Enable virtual user support for the trained Bayes databases so that each account can have its own spam filter training data.

--- a/data/etc/default/spamassassin
+++ b/data/etc/default/spamassassin
@@ -17,7 +17,7 @@ ENABLED=0
 # make sure --max-children is not set to anything higher than 5,
 # unless you know what you're doing.

-OPTIONS="--create-prefs --max-children 5 --helper-home-dir"
+OPTIONS="--create-prefs --max-children 5 --helper-home-dir --virtual-config-dir=/var/vmail/%d/%l/spamassassin --allow-tell --timeout-child 30 --username vmail -x"

 # Pid file
 # Where should spamd write its PID to file? If you use the -u or
@@ -31,4 +31,4 @@ PIDFILE="/var/run/spamd.pid"
 # Cronjob
 # Set to anything but 0 to enable the cron job to automatically update
 # spamassassin's rules on a nightly basis
-CRON=0
+CRON=1
--- a/etc/spamassassin/local.cf
+++ b/etc/spamassassin/local.cf
@@ -10,6 +10,7 @@
 #   Add *****SPAM***** to the Subject header of spam e-mails
 #
 # rewrite_header Subject *****SPAM*****
+add_header all Status _YESNO_, score=_SCORE_ required=_REQD_ tests=_TESTS_ autolearn=_AUTOLEARN_ version=_VERSION_


 #   Save spam messages as a message/rfc822 MIME attachment instead of
@@ -31,25 +32,25 @@

 #   Set the threshold at which a message is considered spam (default: 5.0)
 #
-# required_score 5.0
+required_score 3.0


 #   Use Bayesian classifier (default: 1)
 #
-# use_bayes 1
+use_bayes 1


 #   Bayesian classifier auto-learning (default: 1)
 #
-# bayes_auto_learn 1
+bayes_auto_learn 1


 #   Set headers which may provide inappropriate cues to the Bayesian
 #   classifier
 #
-# bayes_ignore_header X-Bogosity
-# bayes_ignore_header X-Spam-Flag
-# bayes_ignore_header X-Spam-Status
+bayes_ignore_header X-Bogosity
+bayes_ignore_header X-Spam-Status
+bayes_ignore_header X-Spam-Flag

 #   Some shortcircuiting, if the plugin is enabled

Training the filter

In order to conveniently train the Bayes database, you can use dedicated folders for spam and ham and use a cronjob to periodically feed their contents to sa-learn.

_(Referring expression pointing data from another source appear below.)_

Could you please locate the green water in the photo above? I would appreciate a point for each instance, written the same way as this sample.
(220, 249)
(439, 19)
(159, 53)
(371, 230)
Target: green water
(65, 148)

A script that does that just could look like this:

#!/bin/bash
source /usr/local/include/lock_process.sh
lock "SA-LEARN"
MAIL_ROOT=/var/vmail
VMAIL_USER=vmail
SA_SPAM_FOLDER=.sa_spam
SA_HAM_FOLDER=.sa_ham
SPAM_FOLDER=.Spam
HAM_FOLDER=.

function learn() {
    local sa_type=$1
    local db_file=$2
    local src_dir=$3
    local dst_dir=$4
    if [ -d $src_dir ]; then
        [ -z "$(ls -A $src_dir)" ] && return
        [ -d $dst_dir ] || return
        for mail in $src_dir/*; do
            sa-learn --$sa_type -u debian-spamd --dbpath $db_file --dir $mail
            mv -v $mail $dst_dir
        done
    fi
}

for DOMAIN_DIR in $MAIL_ROOT/*; do
    for USER_DIR in $DOMAIN_DIR/*; do
        DB_PATH=$USER_DIR/spamassassin 
        DB_FILE=$DB_PATH/bayes 
        learn spam ${DB_FILE} $USER_DIR/mail/$SA_SPAM_FOLDER/cur $USER_DIR/mail/$SPAM_FOLDER/cur
        learn ham  ${DB_FILE} $USER_DIR/mail/$SA_HAM_FOLDER/cur  $USER_DIR/mail/$HAM_FOLDER/cur
        [ -d ${DB_PATH} ] && chown -R $VMAIL_USER ${DB_PATH}
    done
done
unlock "SA-LEARN"

Things to note:

  1. In order to prevent concurrent runs this script uses the lock function shown in the article Locking mechanism in shell scripts
  2. The script assumes that the folders Spam, sa_spam and sa_ham already exist
  3. The script assumes the virtual user directory structure presented in Postfix

Now you can use your mail client to move mail to sa_spam or sa_ham to teach spamassassin to recognize them as spam and ham respectively.